Oblivion is pure Science Fiction eye candy and one of the best of 2013.
In a year that's already seen its share of films with plot twists - some very well done (Trance) and some which left us wondering why we bothered (Admission) - Oblivion takes this potential Hollywood cliche to a new level, blending the best aspects of classic Science Fiction, and reminding us that great new stories are still out there to be told.
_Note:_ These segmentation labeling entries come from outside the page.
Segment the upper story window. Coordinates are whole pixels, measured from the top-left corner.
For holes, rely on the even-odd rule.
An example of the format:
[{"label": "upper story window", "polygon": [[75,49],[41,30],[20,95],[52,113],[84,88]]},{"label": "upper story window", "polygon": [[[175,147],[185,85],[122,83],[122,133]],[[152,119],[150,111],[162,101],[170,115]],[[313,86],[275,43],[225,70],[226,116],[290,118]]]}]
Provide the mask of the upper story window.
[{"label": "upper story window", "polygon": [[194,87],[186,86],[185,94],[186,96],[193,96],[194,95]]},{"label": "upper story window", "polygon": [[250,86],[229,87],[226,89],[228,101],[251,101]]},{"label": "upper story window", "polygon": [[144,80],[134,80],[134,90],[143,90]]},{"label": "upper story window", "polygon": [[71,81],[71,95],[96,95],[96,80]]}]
As the Universal logo gives way to a tattered and post-apocalyptic Earth - ravaged by an alien invasion in 2017 - clean up man Jack (Tom Cruise, Mission Impossible IV: Ghost Protocol) and his partner Victoria (Andrea Riseborough, The Devil's Whore) seek to keep a collection of automated drones functioning while the survivors of Earth rob the planet of its remaining resources. In the meantime, humanity has been hold up in a massive space station called the Tet, while Jack brave desolate conditions and Victoria keeps Jack from the clutches of the dangerous Scavs. These are the aliens who destroyed the Moon as a precursor to invasion, and who forced the world to deploy its nuclear arsenal to repel them. As Jack surveys one bitter reminder of Earth's destruction after another, he comes across a deserted football stadium where the last game ever to be played took place. There, he comes across yet another damaged drone and the savage Scavs, who later attack Jack in an abandoned library, apparently in an effort to capture him.
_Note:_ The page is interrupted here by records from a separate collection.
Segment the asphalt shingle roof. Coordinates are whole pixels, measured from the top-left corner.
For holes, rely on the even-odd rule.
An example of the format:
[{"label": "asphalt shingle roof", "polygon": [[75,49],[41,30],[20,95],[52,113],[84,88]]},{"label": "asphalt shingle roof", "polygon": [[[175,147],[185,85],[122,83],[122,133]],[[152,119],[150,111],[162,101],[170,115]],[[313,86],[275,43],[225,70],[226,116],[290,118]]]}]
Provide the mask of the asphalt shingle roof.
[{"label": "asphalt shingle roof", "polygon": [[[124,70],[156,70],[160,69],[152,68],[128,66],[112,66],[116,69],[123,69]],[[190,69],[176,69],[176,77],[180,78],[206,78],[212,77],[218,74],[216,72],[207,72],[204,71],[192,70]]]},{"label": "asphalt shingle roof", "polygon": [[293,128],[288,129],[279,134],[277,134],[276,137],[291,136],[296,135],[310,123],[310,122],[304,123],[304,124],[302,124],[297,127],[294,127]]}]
But Jack's problems don't start there: he's been haunted by vivid dreams of a woman atop the Empire State Building, and soon lands at the remains of the building where he apparently proposed to her. As Jack comes into contact with the human survivor Beech (Morgan Freeman, Dark Knight Trilogy), Jack learns that his reality is not what he thinks, as the woman in his dreams (Olga Kurylenko, Quantum of Solace) crash lands near his location. Faced with the possibility that he's been working for the wrong side, Jack and Beech hatch an elaborate plan to uncover the truth behind the Tet while he seeks the identity of the mystery woman.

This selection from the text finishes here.